# Scrape the odds
Website: https://www.unibet.eu/betting#filter/football/

From Unibet using Selenium and Firefox.

Data is stored in `./data/This_months_odds.csv`.

In [None]:
import numpy as np
import pandas as pd
import re
from selenium import webdriver
from selenium.webdriver.common.by import By
from selenium.webdriver.support.ui import WebDriverWait
from selenium.webdriver.support import expected_conditions as EC
from selenium.common.exceptions import TimeoutException
from bs4 import BeautifulSoup
from time import sleep

## Initialize the browser

In [None]:
# start the browser
browser = webdriver.Firefox()

# have a generic wait object for the driver
wait = WebDriverWait(browser, 10)

In [None]:
# wait for page to be done loading
def pageReady(interval=1):
    # in seconds
    waited = 0
    while True:
        soupCheck1 = BeautifulSoup(browser.page_source, 'html5lib')
        waited += interval
        sleep(interval)
        soupCheck2 = BeautifulSoup(browser.page_source, 'html5lib')
        if soupCheck1 == soupCheck2:
            break
    return waited

In [None]:
# go to Unibet
url_0 = 'https://www.unibet.eu/betting#filter/football/'
browser.get(url_0)

# wait
print('Page ready in', pageReady())

# click on the cookie dialog
browser.find_element(By.ID, "CybotCookiebotDialogBodyButtonAccept").click()

# wait again
print('Page ready in', pageReady())

## Crawl the leagues and store the page source code

In [None]:
# the urls we'll visit
urls = [url_0 + u for u in ['netherlands/eredivisie',
                            'spain/la_liga',
                            'germany/bundesliga',
                            'england/premier_league',
                            'france/ligue_1',
                            'italy/serie_a']]
urls

In [None]:
# create empty dict to append the soup of each league
soups = dict()

# loop over all urls
for url in urls:
    
    # debug
    #url = urls[0]
    
    # go to url
    print('Going to:', url)
    browser.get(url)
    
    # wait until page is ready
    print('Page ready in', pageReady())

    # click on all the dropdown elements, ignore the already expanded ones
    dropdowns = browser.find_elements(By.CSS_SELECTOR,
        '.KambiBC-collapsible-container:not(.KambiBC-expanded)')
    for dropdown in dropdowns:
        dropdown.click()

    # wait again
    print('Page ready in', pageReady())

    # now get the beautiful source code
    soup = BeautifulSoup(browser.page_source, 'html5lib')
    
    # select and store only the list of matches
    league = re.split('/', url)[-1]
    soups[league] = soup.select_one('.KambiBC-event-groups-list')
    
    # debug
    #break

We got the source code. From here on we won't need the browser anymore.

In [None]:
# quit the browser
browser.quit()

## Scrape the soups we got

In [None]:
# fcn: extract match info from a <li.KambiBC-event-item>
def extractMatchInfo(match):
    teams = match.select('.KambiBC-event-participants__name')
    odds = match.select('span.KambiBC-mod-outcome__odds')
    info = {'home_team': teams[0].text,
            'away_team': teams[1].text,
            'odd_home_win': odds[0].text,
            'odd_tie': odds[1].text,
            'odd_away_win': odds[2].text
           }
    return info

In [None]:
# prepare a main data frame to store all info in
df = pd.DataFrame()

# loop over all soups
for league, soup in soups.items():
    
    # find all green buttons (with odds)
    greenButtons = soup.select('button.KambiBC-mod-outcome')
    
    # find the <li> parent which represents one match and combine them as a set
    matches = list(set(o.find_parent('li', class_='KambiBC-event-item') for o in greenButtons))
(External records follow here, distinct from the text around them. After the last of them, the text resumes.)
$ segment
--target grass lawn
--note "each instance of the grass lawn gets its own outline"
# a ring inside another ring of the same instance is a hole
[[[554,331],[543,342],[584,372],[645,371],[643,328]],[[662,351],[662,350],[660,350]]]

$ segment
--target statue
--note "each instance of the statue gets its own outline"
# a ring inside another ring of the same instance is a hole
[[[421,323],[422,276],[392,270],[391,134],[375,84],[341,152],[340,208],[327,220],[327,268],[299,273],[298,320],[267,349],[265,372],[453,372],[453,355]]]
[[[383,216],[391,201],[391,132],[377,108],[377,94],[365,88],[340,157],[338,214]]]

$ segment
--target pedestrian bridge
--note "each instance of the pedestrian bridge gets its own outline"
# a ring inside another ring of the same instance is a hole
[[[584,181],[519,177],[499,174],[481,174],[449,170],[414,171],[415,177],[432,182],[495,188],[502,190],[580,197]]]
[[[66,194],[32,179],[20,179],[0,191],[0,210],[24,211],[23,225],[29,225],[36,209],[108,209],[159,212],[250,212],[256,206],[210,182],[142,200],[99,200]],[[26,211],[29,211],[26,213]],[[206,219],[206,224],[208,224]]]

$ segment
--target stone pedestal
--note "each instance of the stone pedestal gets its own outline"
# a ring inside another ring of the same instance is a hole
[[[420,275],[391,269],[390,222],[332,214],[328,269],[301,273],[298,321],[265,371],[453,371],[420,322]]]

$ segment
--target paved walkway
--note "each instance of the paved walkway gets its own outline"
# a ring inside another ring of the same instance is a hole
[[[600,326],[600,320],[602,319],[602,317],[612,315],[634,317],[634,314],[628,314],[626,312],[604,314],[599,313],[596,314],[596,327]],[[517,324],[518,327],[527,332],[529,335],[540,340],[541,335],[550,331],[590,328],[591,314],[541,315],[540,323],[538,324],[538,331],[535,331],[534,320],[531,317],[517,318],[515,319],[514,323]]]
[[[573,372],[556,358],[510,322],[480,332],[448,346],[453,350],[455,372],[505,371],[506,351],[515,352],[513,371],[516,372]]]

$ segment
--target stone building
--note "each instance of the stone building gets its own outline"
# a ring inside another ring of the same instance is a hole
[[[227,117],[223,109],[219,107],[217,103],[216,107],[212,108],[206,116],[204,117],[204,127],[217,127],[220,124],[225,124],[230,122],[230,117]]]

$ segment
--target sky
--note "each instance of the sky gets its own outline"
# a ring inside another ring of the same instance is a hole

    # extract info of all matches and store in a data frame
    df_0 = pd.DataFrame([extractMatchInfo(m) for m in matches])
    
    # add the league name to the data frame
    df_0['league'] = league
    print(league, ':', df_0.shape)
    
    # append
    df = pd.concat([df, df_0])
    
    # debug
    #break

# show
print(df.shape)
df

## Some text transformation

In [None]:
# change team names to lowercase
df["home_team"] = df["home_team"].str.lower()
df["away_team"] = df["away_team"].str.lower()

# remove all accents
# https://stackoverflow.com/questions/37926248/how-to-remove-accents-from-values-in-columns
df["home_team"] = df["home_team"].str.normalize('NFKD').str.encode(encoding='ascii',errors='ignore').str.decode('utf-8')
df["away_team"] = df["away_team"].str.normalize('NFKD').str.encode(encoding='ascii',errors='ignore').str.decode('utf-8')

# convert to numbers
df["odd_home_win"] = pd.to_numeric(df["odd_home_win"])
df["odd_away_win"] = pd.to_numeric(df["odd_away_win"])
df["odd_tie"] = pd.to_numeric(df["odd_tie"])

# show
print(df.shape)
df

In [None]:
# save as csv
df.to_csv('./data/This_months_odds.csv', index=False)